Major Systems Upgrade

We have been making major changes at work the last six weeks. We replaced both of our old Dell Power Edge 4600 servers with three new Dell PowerEdge 2900 Servers. I went from having half a terabyte of storage to having two terabyte of storage. Two of the servers are running VMware ESX 3.5 and the other server is my Microsoft SQL server. When we purchased the new servers we did not get any tape drives on them because we wanted to change our backup method during the change.

The basic server layout is:
Physical Server 1 (PowerEdge 2900)

  • VM 1: Domain Controller
  • VM 2: File and Print Server
  • VM 3: Application Server

Physical Server 2 (PowerEdge 2900)

  • VM 4: Intranet Server
  • VM 5: Domain Controller (Primary)
  • VM 6: Application Server

Physical Server 3 (PowerEdge 2900)

  • ERP and MS SQL Server

Physical Server 4 (PowerEdge 4600)

  • Backup Server

For backups we are using Acronis TrueImage Echo Server to backup VM 2, VM 4, VM 5 and the Physical Server 3. We are creating full images on Sunday when to network to slowest and pushing them to the backup server. This process is taking about one hour. Monday through Friday we are doing differential backups on the save four machine and pushing them to the backup server. On the SQL server we are also doing log file backups every 30 minutes. These files are created locally and then copied to the backup server. The differential backup is only taking about five minutes total for the four servers. On Saturday we are using the ability of TrueImage to merge the full image from the previous Sunday and the last differential image from Friday into one file and then removing all the pieces from the week. At this point we have one image for each of the four servers that is current. All of the nightly processing done on these four servers is handled by a VBscript. (Note: The script has been saved as a text file for security on the web site.) Each night the backup server backs itself up to tape which will include all the image file from the other servers. We are not backing up VM 1 because it is a mirror of the other domain controller and in the event that we had to restore everything, I have never had much luck getting to domain controllers to resync after. VM 3 only changes when one of the applications on is updated. So after any application changes we make a snapshot of the VM and burn it to DVD to store off site. VM 6 has one data directory that changes so I pull that directory each night when the backup server backs up, other wise it is treated the same as VM 3.

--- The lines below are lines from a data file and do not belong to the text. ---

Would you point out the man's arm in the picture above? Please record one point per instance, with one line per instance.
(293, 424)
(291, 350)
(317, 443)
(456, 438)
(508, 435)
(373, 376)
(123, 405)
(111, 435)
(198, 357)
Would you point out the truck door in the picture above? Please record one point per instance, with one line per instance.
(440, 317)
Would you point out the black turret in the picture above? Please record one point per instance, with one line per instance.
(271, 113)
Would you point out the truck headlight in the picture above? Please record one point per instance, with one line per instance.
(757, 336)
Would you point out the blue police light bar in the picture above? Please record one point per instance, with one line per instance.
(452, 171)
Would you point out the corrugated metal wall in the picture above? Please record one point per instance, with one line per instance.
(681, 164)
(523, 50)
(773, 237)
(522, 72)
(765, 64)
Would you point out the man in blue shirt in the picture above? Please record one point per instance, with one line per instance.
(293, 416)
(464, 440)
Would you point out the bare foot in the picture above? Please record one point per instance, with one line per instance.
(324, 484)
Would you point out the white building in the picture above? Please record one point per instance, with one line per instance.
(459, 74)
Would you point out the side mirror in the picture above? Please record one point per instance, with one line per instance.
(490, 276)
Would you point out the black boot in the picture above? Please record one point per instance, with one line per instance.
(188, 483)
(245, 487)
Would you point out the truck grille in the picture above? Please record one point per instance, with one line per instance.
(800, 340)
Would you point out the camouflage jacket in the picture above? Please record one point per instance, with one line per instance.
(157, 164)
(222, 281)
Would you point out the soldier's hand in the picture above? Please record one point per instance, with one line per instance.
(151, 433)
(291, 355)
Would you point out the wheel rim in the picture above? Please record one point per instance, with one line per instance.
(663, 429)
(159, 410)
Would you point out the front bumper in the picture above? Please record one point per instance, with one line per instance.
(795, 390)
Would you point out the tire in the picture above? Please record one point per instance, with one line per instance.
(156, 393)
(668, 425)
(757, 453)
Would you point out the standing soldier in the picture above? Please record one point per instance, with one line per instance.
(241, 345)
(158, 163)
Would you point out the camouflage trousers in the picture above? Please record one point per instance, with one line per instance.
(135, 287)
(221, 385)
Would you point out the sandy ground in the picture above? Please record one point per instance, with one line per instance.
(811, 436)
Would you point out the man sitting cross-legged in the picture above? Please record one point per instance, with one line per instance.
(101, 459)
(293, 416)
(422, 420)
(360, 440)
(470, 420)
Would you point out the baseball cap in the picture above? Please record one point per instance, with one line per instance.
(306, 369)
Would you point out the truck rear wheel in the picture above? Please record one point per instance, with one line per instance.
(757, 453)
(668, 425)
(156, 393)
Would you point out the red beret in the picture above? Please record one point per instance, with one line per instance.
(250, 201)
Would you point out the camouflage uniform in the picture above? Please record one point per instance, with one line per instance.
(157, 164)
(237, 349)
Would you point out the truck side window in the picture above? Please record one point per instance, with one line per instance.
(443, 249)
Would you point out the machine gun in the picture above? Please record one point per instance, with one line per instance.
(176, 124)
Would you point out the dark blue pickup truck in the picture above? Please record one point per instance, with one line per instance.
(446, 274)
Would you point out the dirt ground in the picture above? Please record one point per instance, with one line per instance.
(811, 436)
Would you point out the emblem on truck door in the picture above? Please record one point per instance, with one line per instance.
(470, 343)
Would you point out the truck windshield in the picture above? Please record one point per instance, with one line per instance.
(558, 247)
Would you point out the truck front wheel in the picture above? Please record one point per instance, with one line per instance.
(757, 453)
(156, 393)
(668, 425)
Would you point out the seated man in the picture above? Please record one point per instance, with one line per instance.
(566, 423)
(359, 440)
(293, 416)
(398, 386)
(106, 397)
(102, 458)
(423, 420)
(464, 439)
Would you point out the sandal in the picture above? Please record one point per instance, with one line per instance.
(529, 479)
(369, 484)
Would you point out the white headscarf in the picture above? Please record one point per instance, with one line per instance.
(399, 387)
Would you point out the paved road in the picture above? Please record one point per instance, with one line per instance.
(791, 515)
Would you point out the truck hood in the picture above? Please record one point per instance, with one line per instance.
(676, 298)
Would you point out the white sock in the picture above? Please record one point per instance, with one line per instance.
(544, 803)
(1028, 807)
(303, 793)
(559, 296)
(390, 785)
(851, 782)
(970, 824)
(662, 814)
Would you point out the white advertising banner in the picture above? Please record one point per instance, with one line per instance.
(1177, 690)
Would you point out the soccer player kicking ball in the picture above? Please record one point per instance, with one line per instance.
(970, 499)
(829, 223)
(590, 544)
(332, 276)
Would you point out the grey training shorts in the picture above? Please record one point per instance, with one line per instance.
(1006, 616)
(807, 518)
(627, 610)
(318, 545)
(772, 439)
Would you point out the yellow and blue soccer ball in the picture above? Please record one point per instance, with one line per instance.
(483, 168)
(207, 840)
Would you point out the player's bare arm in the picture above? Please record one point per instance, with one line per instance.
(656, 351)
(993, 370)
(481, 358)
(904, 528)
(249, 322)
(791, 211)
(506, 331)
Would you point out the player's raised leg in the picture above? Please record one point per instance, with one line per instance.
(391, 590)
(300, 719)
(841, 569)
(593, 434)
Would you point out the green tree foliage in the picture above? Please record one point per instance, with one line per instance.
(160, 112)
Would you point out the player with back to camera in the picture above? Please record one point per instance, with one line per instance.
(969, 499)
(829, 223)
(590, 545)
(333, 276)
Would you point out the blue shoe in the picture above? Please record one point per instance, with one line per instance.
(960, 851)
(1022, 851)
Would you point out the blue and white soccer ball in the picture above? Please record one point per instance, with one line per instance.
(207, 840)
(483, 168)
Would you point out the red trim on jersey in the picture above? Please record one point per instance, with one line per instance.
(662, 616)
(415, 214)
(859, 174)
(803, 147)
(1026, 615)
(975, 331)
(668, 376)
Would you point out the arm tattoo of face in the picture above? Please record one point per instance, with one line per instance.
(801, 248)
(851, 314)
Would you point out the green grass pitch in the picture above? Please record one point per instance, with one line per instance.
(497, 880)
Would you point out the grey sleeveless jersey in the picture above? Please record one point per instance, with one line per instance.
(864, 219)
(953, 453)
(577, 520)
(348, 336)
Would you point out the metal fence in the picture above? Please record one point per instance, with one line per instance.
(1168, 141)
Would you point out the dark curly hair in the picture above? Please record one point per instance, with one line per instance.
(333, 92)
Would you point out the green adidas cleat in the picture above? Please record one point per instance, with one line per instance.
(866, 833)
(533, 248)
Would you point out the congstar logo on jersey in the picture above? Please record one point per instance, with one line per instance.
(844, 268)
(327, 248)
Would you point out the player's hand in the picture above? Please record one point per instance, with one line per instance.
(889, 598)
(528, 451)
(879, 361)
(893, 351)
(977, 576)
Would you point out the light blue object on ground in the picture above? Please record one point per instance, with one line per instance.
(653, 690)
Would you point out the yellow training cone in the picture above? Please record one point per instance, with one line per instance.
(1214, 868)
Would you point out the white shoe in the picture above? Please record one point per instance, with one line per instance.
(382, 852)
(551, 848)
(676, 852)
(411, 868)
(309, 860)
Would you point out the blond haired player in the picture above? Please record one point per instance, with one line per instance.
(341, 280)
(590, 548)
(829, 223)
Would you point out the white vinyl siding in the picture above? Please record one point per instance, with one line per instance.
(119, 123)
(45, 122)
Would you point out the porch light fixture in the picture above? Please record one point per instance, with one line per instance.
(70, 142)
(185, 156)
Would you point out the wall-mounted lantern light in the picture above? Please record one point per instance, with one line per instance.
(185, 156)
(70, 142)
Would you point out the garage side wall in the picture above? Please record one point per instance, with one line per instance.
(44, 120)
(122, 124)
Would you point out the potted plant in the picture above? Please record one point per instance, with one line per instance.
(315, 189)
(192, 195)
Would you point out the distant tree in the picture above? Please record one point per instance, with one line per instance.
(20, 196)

These changes have made a world of difference to our nightly processing. When everything was going to tape it was taking almost four hours total for all the servers to backup and the one time we did have a major hardware failure it took sixteen hours to get everything up and running. We did a test run after everything was up and running, and the full restore took under two hours have things running.

I also finally got and answer to my question about our corporate pain threshold for data loss in a major failure. I have always been working to keep my exposure to less than four hours. Well it turns out the corporate standard is one WEEK. I was shocked to hear that. I am pretty sure that I will have NO problem meeting that requirement.